July 21, 2015: In central Colombia (Meta) a soldier was killed by FARC gunfire as troops seized another FARC base.

In Caracas, Venezuelan police arrested two former Venezuelan Army officers and charged them with drug smuggling. The arrested men were accused of used their military connections to facilitate drug smuggling operations for Mexican and Colombian drug cartels. Growing corruption in Venezuela, especially among government officials, has made it easier for drug smugglers to operate here. There are occasionally arrests, usually involving people who did not bribe the right people or did not offer sufficient cash. 

July 20, 2015: FARC began another unilateral ceasefire. This one will last until November 20.

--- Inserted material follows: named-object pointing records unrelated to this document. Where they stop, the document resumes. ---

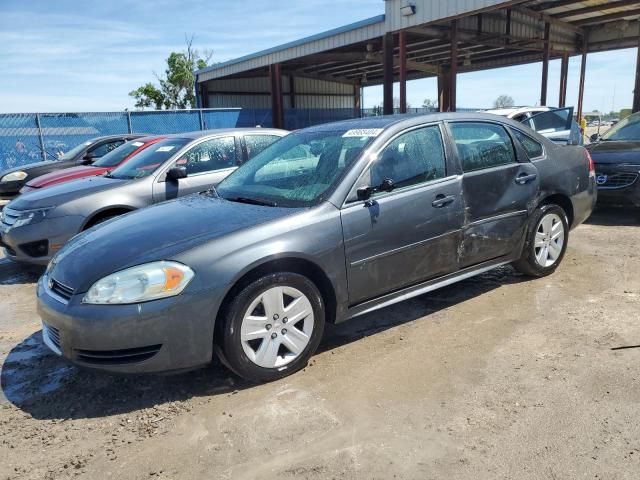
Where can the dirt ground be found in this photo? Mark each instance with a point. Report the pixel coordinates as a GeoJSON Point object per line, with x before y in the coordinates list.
{"type": "Point", "coordinates": [498, 377]}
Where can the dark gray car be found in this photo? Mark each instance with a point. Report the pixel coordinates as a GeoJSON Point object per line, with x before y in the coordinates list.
{"type": "Point", "coordinates": [37, 224]}
{"type": "Point", "coordinates": [328, 223]}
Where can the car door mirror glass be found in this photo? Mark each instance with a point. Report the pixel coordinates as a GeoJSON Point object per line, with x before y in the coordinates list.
{"type": "Point", "coordinates": [176, 173]}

July 19, 2015: As a good will gesture FARC released a soldier they had captured two weeks earlier.  

July 16, 2015: The government revealed that the one month FARC ceasefire has been expanded (on the 12th) to four months and will still begin on the 20th. In return for this extension the government said it would reduce, but not eliminate military and police operations against FARC.

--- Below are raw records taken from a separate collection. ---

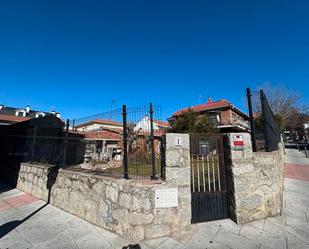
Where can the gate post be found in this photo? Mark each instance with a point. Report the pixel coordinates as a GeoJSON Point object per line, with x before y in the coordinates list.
{"type": "Point", "coordinates": [178, 175]}
{"type": "Point", "coordinates": [254, 180]}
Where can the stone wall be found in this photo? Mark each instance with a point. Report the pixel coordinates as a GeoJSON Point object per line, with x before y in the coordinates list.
{"type": "Point", "coordinates": [255, 181]}
{"type": "Point", "coordinates": [127, 207]}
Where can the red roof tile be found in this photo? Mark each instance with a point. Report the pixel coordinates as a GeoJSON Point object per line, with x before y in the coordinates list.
{"type": "Point", "coordinates": [13, 118]}
{"type": "Point", "coordinates": [162, 123]}
{"type": "Point", "coordinates": [108, 135]}
{"type": "Point", "coordinates": [100, 121]}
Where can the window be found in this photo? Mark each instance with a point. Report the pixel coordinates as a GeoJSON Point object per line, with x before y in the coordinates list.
{"type": "Point", "coordinates": [204, 148]}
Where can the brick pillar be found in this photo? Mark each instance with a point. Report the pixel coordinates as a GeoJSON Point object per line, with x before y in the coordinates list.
{"type": "Point", "coordinates": [178, 175]}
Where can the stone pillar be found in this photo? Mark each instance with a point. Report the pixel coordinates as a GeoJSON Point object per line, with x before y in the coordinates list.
{"type": "Point", "coordinates": [254, 180]}
{"type": "Point", "coordinates": [178, 175]}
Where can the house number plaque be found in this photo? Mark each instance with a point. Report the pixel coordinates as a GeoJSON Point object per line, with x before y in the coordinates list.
{"type": "Point", "coordinates": [165, 198]}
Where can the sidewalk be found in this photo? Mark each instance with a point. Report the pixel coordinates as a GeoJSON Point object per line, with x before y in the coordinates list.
{"type": "Point", "coordinates": [51, 227]}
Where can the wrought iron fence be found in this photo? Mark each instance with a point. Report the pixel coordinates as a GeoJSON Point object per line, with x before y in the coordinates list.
{"type": "Point", "coordinates": [127, 142]}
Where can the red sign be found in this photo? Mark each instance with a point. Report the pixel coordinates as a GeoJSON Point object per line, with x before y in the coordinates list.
{"type": "Point", "coordinates": [238, 141]}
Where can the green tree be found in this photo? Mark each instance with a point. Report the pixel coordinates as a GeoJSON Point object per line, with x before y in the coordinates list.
{"type": "Point", "coordinates": [192, 122]}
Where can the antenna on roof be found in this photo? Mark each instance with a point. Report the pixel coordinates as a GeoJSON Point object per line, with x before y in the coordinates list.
{"type": "Point", "coordinates": [200, 99]}
{"type": "Point", "coordinates": [112, 107]}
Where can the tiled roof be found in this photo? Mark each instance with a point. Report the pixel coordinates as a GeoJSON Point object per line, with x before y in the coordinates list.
{"type": "Point", "coordinates": [205, 107]}
{"type": "Point", "coordinates": [161, 123]}
{"type": "Point", "coordinates": [100, 121]}
{"type": "Point", "coordinates": [13, 118]}
{"type": "Point", "coordinates": [8, 110]}
{"type": "Point", "coordinates": [108, 135]}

July 10, 2015: In the west (Cauca) a FARC roadside bomb killed two soldiers and wounded three. The troops were involved in an effort to find and rescue a soldier captured by FARC several days earlier.                        

July 8, 2015: FARC announced unilateral ceasefire, to begin on the 20th.

July 7, 2015: In the capital police revealed that they had arrested fifteen people for involvement in two bombings in the capital on the 2nd. Those arrested were members of ELN and many are students or faculty at a local university.

July 6, 2015: The heads of the army, navy and air force were dismissed and replaced. This is in response to a recent study accusing senior officers of involvement with illegal acts (kidnapping and killing civilians suspected of being terrorists) between 2002 and 2008.